In providing full-day services, Puget Sound found that some Head Start standards must be adapted and that sometimes the standards themselves impede the implementation of Head Start. The challenges are particularly apparent in the family child care option. Although all family child care providers agree with the Head Start philosophy, sometimes it is hard to comply with Head Start standards with a group of mixed ages. For example, Head Start recommends placing pictures low on the wall, but toddlers tear them down. Puget Sound ESD Head Start was surprised to find that one of the biggest barriers to recruiting family child care providers was that many licensed providers wanted to be able to provide a religious influence in their child care, which is against Head Start regulations.

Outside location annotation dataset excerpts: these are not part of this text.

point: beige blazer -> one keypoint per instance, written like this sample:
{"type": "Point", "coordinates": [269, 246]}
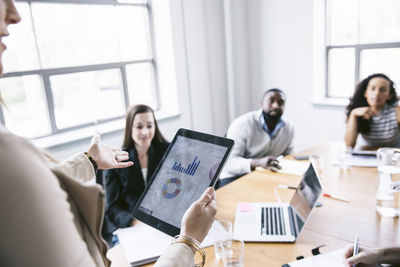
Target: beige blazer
{"type": "Point", "coordinates": [49, 216]}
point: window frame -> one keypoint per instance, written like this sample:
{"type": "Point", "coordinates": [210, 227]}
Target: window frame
{"type": "Point", "coordinates": [358, 48]}
{"type": "Point", "coordinates": [45, 74]}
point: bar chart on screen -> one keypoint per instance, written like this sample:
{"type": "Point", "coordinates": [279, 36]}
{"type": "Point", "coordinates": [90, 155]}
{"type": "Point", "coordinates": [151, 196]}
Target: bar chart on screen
{"type": "Point", "coordinates": [190, 170]}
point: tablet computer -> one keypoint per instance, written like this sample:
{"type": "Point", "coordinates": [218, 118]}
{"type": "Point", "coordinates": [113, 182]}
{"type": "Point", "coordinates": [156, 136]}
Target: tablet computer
{"type": "Point", "coordinates": [191, 163]}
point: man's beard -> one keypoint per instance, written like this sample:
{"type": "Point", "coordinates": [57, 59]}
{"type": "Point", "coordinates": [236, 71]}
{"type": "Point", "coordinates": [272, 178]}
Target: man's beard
{"type": "Point", "coordinates": [272, 118]}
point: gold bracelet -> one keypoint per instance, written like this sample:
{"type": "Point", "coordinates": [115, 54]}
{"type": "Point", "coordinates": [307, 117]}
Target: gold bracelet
{"type": "Point", "coordinates": [91, 161]}
{"type": "Point", "coordinates": [193, 243]}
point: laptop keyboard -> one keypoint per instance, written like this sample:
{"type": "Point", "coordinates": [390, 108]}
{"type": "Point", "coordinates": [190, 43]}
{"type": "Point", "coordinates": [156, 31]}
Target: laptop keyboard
{"type": "Point", "coordinates": [272, 221]}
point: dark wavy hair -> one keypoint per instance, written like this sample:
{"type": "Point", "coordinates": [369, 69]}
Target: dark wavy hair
{"type": "Point", "coordinates": [130, 117]}
{"type": "Point", "coordinates": [359, 100]}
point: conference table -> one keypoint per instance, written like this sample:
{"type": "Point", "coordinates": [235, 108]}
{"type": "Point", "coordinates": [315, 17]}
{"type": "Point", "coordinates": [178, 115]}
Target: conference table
{"type": "Point", "coordinates": [333, 225]}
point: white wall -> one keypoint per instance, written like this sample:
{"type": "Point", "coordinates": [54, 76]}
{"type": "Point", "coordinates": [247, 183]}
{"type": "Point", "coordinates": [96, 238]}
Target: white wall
{"type": "Point", "coordinates": [284, 56]}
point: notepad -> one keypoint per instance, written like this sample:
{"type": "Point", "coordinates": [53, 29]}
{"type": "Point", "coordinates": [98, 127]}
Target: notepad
{"type": "Point", "coordinates": [330, 259]}
{"type": "Point", "coordinates": [143, 244]}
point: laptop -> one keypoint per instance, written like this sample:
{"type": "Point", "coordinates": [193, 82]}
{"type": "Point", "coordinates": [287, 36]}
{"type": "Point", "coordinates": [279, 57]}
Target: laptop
{"type": "Point", "coordinates": [279, 222]}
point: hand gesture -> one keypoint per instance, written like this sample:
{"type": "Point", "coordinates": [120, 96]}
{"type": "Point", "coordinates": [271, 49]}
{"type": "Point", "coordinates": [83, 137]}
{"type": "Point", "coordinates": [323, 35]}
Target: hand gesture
{"type": "Point", "coordinates": [267, 162]}
{"type": "Point", "coordinates": [107, 157]}
{"type": "Point", "coordinates": [200, 216]}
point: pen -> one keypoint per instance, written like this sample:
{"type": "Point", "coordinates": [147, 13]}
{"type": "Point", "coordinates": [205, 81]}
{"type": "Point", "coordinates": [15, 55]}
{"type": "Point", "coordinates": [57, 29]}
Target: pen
{"type": "Point", "coordinates": [355, 248]}
{"type": "Point", "coordinates": [262, 221]}
{"type": "Point", "coordinates": [336, 197]}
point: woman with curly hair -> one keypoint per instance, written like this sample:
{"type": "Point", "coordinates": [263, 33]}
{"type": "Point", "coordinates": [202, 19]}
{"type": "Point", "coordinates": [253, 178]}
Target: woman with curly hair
{"type": "Point", "coordinates": [374, 113]}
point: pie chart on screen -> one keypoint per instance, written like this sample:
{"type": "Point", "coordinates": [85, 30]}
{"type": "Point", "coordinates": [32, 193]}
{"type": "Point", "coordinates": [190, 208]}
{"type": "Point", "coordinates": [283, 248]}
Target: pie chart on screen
{"type": "Point", "coordinates": [213, 170]}
{"type": "Point", "coordinates": [171, 188]}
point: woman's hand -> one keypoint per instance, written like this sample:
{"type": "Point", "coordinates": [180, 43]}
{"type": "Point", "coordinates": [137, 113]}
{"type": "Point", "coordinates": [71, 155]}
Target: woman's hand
{"type": "Point", "coordinates": [200, 216]}
{"type": "Point", "coordinates": [365, 112]}
{"type": "Point", "coordinates": [107, 157]}
{"type": "Point", "coordinates": [369, 257]}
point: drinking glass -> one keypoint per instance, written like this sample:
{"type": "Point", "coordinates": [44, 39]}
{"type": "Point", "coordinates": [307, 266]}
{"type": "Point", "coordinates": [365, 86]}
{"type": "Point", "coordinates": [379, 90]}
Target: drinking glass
{"type": "Point", "coordinates": [222, 236]}
{"type": "Point", "coordinates": [388, 193]}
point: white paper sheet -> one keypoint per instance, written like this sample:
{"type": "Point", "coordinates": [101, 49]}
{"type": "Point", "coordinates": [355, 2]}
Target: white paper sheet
{"type": "Point", "coordinates": [142, 244]}
{"type": "Point", "coordinates": [359, 161]}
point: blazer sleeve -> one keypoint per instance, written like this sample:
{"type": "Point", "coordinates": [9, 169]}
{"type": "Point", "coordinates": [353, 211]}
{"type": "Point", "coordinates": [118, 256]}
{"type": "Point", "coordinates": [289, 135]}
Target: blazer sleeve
{"type": "Point", "coordinates": [177, 255]}
{"type": "Point", "coordinates": [37, 225]}
{"type": "Point", "coordinates": [115, 204]}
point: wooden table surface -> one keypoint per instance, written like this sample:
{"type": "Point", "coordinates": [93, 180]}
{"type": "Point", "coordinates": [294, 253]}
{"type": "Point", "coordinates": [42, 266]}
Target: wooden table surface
{"type": "Point", "coordinates": [334, 225]}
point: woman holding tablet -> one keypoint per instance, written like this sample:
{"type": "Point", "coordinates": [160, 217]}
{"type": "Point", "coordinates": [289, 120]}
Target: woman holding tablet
{"type": "Point", "coordinates": [51, 218]}
{"type": "Point", "coordinates": [146, 146]}
{"type": "Point", "coordinates": [374, 113]}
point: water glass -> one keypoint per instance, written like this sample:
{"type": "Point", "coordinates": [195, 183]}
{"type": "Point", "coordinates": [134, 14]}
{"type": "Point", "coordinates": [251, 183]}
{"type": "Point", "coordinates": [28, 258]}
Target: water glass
{"type": "Point", "coordinates": [222, 235]}
{"type": "Point", "coordinates": [345, 157]}
{"type": "Point", "coordinates": [233, 254]}
{"type": "Point", "coordinates": [388, 193]}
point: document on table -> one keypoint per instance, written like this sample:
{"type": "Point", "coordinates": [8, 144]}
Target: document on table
{"type": "Point", "coordinates": [330, 259]}
{"type": "Point", "coordinates": [142, 244]}
{"type": "Point", "coordinates": [293, 167]}
{"type": "Point", "coordinates": [359, 161]}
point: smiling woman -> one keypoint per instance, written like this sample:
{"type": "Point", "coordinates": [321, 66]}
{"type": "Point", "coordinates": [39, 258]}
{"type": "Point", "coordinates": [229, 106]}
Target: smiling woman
{"type": "Point", "coordinates": [374, 113]}
{"type": "Point", "coordinates": [146, 146]}
{"type": "Point", "coordinates": [51, 217]}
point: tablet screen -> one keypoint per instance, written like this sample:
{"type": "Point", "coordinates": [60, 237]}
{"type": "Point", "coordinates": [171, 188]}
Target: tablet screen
{"type": "Point", "coordinates": [183, 177]}
{"type": "Point", "coordinates": [188, 168]}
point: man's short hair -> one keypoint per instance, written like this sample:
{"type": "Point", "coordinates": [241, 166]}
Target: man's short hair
{"type": "Point", "coordinates": [275, 90]}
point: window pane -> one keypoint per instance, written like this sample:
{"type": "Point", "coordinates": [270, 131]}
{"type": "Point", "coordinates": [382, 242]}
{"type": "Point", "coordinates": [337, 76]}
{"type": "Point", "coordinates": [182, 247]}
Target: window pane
{"type": "Point", "coordinates": [141, 86]}
{"type": "Point", "coordinates": [91, 37]}
{"type": "Point", "coordinates": [341, 72]}
{"type": "Point", "coordinates": [26, 112]}
{"type": "Point", "coordinates": [21, 51]}
{"type": "Point", "coordinates": [379, 21]}
{"type": "Point", "coordinates": [342, 22]}
{"type": "Point", "coordinates": [133, 29]}
{"type": "Point", "coordinates": [87, 97]}
{"type": "Point", "coordinates": [381, 60]}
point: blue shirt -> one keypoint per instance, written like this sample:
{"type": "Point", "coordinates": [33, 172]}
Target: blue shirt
{"type": "Point", "coordinates": [264, 125]}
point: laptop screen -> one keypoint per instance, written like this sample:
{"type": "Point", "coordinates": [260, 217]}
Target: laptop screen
{"type": "Point", "coordinates": [307, 194]}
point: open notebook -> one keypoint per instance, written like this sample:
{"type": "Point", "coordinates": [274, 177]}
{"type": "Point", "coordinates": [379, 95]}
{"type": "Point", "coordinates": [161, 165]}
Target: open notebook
{"type": "Point", "coordinates": [142, 244]}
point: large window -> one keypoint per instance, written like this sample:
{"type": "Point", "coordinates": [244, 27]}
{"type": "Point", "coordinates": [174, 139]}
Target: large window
{"type": "Point", "coordinates": [70, 64]}
{"type": "Point", "coordinates": [363, 37]}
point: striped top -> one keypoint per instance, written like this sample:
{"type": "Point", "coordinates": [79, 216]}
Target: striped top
{"type": "Point", "coordinates": [384, 128]}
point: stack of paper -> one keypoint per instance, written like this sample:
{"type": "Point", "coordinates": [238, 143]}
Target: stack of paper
{"type": "Point", "coordinates": [142, 244]}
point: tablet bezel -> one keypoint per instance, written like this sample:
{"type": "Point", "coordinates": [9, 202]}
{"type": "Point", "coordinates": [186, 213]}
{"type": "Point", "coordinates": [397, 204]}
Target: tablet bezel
{"type": "Point", "coordinates": [158, 223]}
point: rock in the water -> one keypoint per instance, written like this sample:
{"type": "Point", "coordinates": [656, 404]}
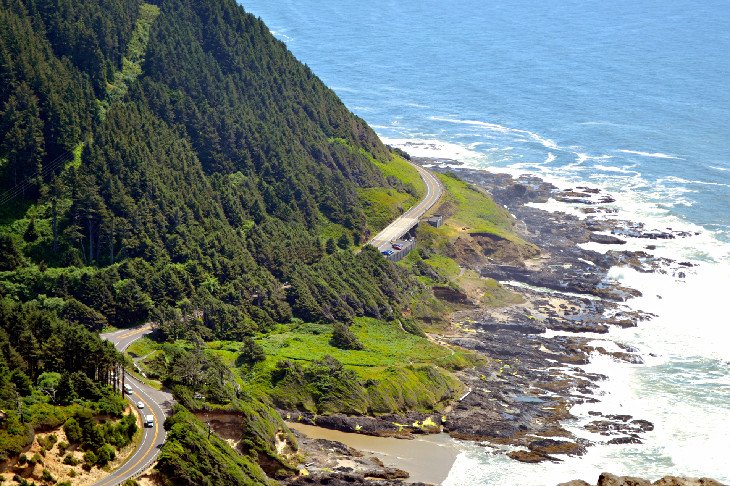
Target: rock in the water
{"type": "Point", "coordinates": [608, 479]}
{"type": "Point", "coordinates": [606, 239]}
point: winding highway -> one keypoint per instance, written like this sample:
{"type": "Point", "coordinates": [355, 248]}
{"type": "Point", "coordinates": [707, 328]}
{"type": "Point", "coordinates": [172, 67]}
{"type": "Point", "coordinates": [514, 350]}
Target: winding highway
{"type": "Point", "coordinates": [156, 403]}
{"type": "Point", "coordinates": [409, 219]}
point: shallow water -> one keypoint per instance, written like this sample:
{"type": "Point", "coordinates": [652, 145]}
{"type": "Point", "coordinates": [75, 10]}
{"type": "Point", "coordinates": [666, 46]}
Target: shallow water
{"type": "Point", "coordinates": [628, 96]}
{"type": "Point", "coordinates": [426, 458]}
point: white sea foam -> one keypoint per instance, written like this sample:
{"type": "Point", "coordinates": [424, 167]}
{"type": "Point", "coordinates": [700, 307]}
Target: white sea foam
{"type": "Point", "coordinates": [583, 157]}
{"type": "Point", "coordinates": [655, 155]}
{"type": "Point", "coordinates": [281, 36]}
{"type": "Point", "coordinates": [690, 423]}
{"type": "Point", "coordinates": [681, 180]}
{"type": "Point", "coordinates": [620, 169]}
{"type": "Point", "coordinates": [494, 127]}
{"type": "Point", "coordinates": [436, 149]}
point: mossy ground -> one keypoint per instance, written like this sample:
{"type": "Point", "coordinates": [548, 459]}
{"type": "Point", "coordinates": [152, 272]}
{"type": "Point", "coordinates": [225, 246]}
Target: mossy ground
{"type": "Point", "coordinates": [396, 371]}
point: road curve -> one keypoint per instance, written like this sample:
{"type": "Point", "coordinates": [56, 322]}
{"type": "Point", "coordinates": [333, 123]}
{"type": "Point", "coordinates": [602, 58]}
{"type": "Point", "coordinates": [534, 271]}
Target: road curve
{"type": "Point", "coordinates": [407, 220]}
{"type": "Point", "coordinates": [159, 403]}
{"type": "Point", "coordinates": [156, 403]}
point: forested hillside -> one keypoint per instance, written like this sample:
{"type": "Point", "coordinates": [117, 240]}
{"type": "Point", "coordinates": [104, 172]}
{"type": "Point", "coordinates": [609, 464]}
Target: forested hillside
{"type": "Point", "coordinates": [187, 162]}
{"type": "Point", "coordinates": [171, 161]}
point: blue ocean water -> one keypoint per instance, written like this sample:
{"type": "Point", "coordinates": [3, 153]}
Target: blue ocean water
{"type": "Point", "coordinates": [632, 96]}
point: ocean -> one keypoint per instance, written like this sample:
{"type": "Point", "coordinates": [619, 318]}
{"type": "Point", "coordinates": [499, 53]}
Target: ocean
{"type": "Point", "coordinates": [629, 96]}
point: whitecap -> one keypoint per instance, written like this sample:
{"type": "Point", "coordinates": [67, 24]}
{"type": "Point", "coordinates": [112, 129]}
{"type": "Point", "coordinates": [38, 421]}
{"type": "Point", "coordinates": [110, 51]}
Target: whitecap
{"type": "Point", "coordinates": [655, 155]}
{"type": "Point", "coordinates": [495, 127]}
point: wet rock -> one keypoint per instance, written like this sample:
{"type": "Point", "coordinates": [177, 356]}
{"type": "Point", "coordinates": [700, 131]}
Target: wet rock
{"type": "Point", "coordinates": [530, 456]}
{"type": "Point", "coordinates": [607, 479]}
{"type": "Point", "coordinates": [606, 239]}
{"type": "Point", "coordinates": [551, 446]}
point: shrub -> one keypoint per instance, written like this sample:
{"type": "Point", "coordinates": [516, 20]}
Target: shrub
{"type": "Point", "coordinates": [344, 338]}
{"type": "Point", "coordinates": [62, 446]}
{"type": "Point", "coordinates": [73, 431]}
{"type": "Point", "coordinates": [47, 476]}
{"type": "Point", "coordinates": [89, 458]}
{"type": "Point", "coordinates": [70, 460]}
{"type": "Point", "coordinates": [105, 455]}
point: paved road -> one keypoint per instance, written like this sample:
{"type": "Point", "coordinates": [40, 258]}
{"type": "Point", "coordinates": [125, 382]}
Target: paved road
{"type": "Point", "coordinates": [156, 403]}
{"type": "Point", "coordinates": [407, 220]}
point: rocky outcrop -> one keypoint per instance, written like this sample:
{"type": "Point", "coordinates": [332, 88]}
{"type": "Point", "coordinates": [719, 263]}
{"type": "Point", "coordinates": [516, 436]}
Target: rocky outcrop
{"type": "Point", "coordinates": [608, 479]}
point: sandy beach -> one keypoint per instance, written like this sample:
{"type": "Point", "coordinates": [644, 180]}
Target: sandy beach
{"type": "Point", "coordinates": [426, 458]}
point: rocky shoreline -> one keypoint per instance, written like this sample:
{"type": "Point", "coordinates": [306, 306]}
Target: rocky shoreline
{"type": "Point", "coordinates": [520, 398]}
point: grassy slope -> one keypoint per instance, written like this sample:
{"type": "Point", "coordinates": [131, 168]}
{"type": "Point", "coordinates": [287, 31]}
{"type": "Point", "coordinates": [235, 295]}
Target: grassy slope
{"type": "Point", "coordinates": [132, 62]}
{"type": "Point", "coordinates": [468, 211]}
{"type": "Point", "coordinates": [402, 371]}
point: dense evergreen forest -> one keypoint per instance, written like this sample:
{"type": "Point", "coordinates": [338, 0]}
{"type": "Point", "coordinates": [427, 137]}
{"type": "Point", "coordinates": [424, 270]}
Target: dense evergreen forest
{"type": "Point", "coordinates": [175, 162]}
{"type": "Point", "coordinates": [171, 161]}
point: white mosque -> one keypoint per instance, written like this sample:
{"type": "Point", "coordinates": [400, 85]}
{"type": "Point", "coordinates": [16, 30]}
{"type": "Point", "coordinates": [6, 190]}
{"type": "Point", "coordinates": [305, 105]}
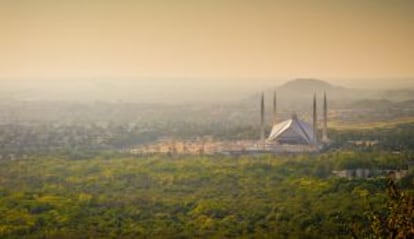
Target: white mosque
{"type": "Point", "coordinates": [294, 134]}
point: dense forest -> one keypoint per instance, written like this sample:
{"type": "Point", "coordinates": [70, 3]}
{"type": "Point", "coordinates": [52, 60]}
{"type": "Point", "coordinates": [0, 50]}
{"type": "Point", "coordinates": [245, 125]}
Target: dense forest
{"type": "Point", "coordinates": [161, 196]}
{"type": "Point", "coordinates": [112, 194]}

Several special challenges have been faced. Head Start requirements for parent involvement and home visits are difficult to meet with a full-day program. To ease this problem, some staff indicated that they would like to count the time they spend with parents at arrival and departure times as "time served," but this is not currently acceptable. It is difficult to arrange sufficient staff training. Some Head Start managers report that staff experience burnout from a full-day, every day, with children; and for those staff who were used to four to six contact hours a day, the change to full-day has been difficult.
At Puget Sound ESD Head Start, managers see a need for more strategic planning around full-day services, involving all of their subcontractors in the planning process. For example, it has taken some time to convince part-day staff that Head Start family child care is still Head Start; limited resources require difficult decisions regarding expansion of full-day options when the program still does not serve all eligible children with part- day services.